Knallfarbene Kirchendiener und Papplimousine

Hätte Stückl nur streichen können im Libretto, wäre die Spannung womöglich erhalten geblieben. So bleibt dem Oberammergauer nichts anderes übrig, als immer mehr knallfarbene Kirchendiener aufeinander zu hetzen. Eine vorfahrende Papplimousine samt dunkelhäutigem Chauffeur erhöht vielleicht den Kitschfaktor, die Handlung macht sie jedoch auch nicht aufregender.
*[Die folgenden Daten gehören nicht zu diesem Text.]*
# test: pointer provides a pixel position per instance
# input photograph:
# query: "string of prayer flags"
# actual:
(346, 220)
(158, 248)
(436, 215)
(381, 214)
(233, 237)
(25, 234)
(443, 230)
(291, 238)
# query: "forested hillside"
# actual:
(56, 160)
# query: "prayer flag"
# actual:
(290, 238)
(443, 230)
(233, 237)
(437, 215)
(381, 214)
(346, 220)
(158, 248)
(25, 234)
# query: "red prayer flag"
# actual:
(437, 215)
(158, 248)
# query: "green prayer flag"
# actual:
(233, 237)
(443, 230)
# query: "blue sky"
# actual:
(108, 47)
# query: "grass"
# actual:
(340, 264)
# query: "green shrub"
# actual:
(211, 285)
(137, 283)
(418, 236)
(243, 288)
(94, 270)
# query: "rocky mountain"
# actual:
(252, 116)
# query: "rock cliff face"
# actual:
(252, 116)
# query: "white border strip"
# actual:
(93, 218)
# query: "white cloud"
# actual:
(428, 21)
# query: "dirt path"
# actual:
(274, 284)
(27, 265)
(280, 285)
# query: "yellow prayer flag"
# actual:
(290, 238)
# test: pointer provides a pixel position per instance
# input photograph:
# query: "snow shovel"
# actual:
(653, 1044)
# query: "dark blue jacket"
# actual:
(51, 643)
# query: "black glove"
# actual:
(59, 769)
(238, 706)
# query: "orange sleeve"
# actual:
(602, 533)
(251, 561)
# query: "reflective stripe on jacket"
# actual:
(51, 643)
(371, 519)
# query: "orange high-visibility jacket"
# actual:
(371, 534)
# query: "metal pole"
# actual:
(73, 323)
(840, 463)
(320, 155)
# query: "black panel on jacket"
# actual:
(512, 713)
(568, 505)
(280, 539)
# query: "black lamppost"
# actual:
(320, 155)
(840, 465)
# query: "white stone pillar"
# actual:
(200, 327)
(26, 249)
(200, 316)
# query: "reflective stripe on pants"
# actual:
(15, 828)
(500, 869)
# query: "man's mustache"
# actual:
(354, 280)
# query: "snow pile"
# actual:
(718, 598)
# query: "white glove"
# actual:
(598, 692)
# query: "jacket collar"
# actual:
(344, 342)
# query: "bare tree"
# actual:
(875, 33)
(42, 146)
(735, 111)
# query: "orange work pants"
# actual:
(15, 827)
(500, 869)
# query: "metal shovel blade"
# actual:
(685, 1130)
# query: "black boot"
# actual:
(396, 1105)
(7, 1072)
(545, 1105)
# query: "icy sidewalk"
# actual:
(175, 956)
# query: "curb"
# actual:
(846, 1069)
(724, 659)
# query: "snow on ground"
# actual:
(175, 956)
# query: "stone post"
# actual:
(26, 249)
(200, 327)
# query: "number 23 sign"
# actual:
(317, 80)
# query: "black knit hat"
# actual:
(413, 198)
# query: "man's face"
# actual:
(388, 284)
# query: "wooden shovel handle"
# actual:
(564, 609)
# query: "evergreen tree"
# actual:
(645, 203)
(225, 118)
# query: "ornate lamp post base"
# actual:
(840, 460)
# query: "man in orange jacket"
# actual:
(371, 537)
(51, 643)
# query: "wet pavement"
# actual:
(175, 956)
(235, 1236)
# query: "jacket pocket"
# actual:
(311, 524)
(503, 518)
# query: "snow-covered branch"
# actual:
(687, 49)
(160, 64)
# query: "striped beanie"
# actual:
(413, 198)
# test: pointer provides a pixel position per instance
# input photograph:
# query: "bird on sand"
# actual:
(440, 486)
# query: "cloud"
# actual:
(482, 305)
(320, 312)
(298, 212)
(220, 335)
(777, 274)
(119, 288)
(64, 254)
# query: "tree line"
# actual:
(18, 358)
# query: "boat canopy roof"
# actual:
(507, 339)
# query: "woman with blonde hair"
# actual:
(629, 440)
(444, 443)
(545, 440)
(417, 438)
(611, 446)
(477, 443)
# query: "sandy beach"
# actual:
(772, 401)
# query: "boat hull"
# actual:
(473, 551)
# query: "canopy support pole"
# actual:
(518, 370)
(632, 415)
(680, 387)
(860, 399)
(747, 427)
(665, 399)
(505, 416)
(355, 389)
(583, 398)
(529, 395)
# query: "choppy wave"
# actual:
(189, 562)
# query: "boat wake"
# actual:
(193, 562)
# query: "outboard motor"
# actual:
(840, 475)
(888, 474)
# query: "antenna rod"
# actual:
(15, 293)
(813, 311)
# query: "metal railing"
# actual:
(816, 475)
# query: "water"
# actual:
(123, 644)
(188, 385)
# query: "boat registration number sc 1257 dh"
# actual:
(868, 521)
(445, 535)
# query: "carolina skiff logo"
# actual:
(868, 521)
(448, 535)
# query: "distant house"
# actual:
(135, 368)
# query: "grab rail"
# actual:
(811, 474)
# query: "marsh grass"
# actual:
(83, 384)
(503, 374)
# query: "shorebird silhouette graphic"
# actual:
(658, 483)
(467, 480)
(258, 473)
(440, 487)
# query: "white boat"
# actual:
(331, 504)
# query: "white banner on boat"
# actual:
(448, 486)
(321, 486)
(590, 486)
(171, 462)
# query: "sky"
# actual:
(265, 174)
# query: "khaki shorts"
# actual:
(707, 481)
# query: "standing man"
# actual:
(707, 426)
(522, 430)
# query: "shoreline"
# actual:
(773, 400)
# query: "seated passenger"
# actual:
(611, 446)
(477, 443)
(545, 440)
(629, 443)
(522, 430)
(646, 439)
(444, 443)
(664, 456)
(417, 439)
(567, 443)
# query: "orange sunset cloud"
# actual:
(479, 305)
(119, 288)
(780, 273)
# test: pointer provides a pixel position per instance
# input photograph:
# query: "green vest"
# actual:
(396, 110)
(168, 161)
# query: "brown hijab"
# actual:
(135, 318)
"Evviva Palestrina! Evviva der Retter der Musik!": Vor dem Portrait eines neonfarbenen Popart-Jesus erlangt der Titelheld mit seiner "Missa Papae Marcelli" endgültig Berühmtheit. Der Papst singt - wie Lukrezia zuvor - durch einen Alien-artigen Pappkopf und Palestrina versöhnt sich mit Gott. Ein dramatisches Ende vor einem dramatisch neonfarbenen Hintergrund. Kann Stückl mit seinem Kitschprogramm anfangs noch Charme und Witz vermitteln, wirkt "Palestrina" zum Ende hin doch sehr angestrengt. Vielleicht liegt das aber auch an den viereinhalb Stunden, die das Monumentalwerk dauert.

Das Münchner Premierenpublikum ist gespalten - "mutig, irr, interessant" heißt es noch in den Pausen, beim Schlussapplaus mischen sich schließlich Buh- mit Bravo-Rufen. Ausgesucht hätte sich Stückl die "Palestrina"-Oper nicht, hatte er im Vorfeld gesagt. Hinter all der Neonfarbe werden plötzlich wieder Zweifel sichtbar.